RAM was a black nationalist student group with a philosophy inspired by the self-defense doctrines of former National Association for the Advancement of Colored People (NAACP) leader Robert F. Williams. Williams, a former head of the Monroe, North Carolina NAACP, espoused fighting the Ku Klux Klan directly, "meeting violence with violence.” Inspired by Williams’s actions, a group of college students in Wilberforce created an organization they dubbed “Challenge.” The group’s leader, Donald Freeman, hoped to create a force with the nationalist sentiment of the Nation of Islam and the direct tactics of the Student Nonviolent Coordinating Committee (SNCC). In the spring of 1962, members elected to dissolve Challenge, and Freeman, Stanford, and Wanda Marshall established RAM.

Marshall and Stanford met Malcolm X in Harlem in November 1962, and Malcolm would join the organization before embarking on his trip to Mecca in 1964. RAM's philosophy combined elements of black nationalism, Marxism, and Third World internationalism. With RAM, Stanford began promoting selective patronage to force businesses to employ more black workers. In 1963, Stanford was arrested while part of a group protesting the construction of the Strawberry Mansion Junior High School in Philadelphia.  RAM charged that black construction workers were not allowed jobs on the project despite its location in an African American community.

Between 1964 and 1968, RAM's attempt to politicize black Philadelphia drew the attention of the FBI.  In 1966 Stanford and fifteen other RAM members were arrested in New York on charges of conspiring to assassinate NAACP leader Roy Wilkins and the Urban League’s Whitney Young.  Stanford was acquitted on the charges and he promptly returned to Philadelphia to establish the Black Guard, a youth and self-defense wing of RAM.  In 1967 Philadelphia police and the FBI began a campaign of surveillance of RAM. Claiming an informant had told them the group intended to start a riot, police arrested Stanford on July 26, 1967, and 35 more RAM activists over the next month. In 1968, Stanford dissolved RAM, and by 1969 its members joined other organizations.

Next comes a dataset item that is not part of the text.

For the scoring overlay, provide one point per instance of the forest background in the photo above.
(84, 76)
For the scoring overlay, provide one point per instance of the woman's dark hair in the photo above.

In 1970, Stanford converted to Islam and changed his name to Muhammad Ahmad. He returned to college, earned a Bachelor of Arts degree from the University of Massachusetts in 1976, and a Master of Arts from Atlanta University in 1986. His Master's thesis was "The Revolutionary Action Movement (RAM): A Case Study of an Urban Revolutionary Movement in Western Capitalist Society." Ahmad gained his Ph.D. from Union Institute and University in 1992, with a dissertation titled "The Black Liberation Movement: Then and Now, Case Studies of the Class Composition and Attitudes of a Social Movement in a Western Capitalist Society." Stanford currently teaches in the department of African American Studies at Temple University in Philadelphia.

Sources:
Matthew Countryman, Up South: Civil Rights and Black Power in Philadelphia (Philadelphia: University of Pennsylvania Press, 2006); John H. Bracey and Sharon Harley, The Black Power Movement: Part 3: Papers of the Revolutionary Action Movement (LexisNexis: Bethesda, Maryland); Robin D.G. Kelley, “Stormy Weather: Reconstructing Black (Inter)Nationalism in the Cold War Era,” in Eddie S. Glaude (ed), Is It Nation Time?: Contemporary Essays On Black Power and Black Nationalism (Chicago: The University of Chicago Press, 2002).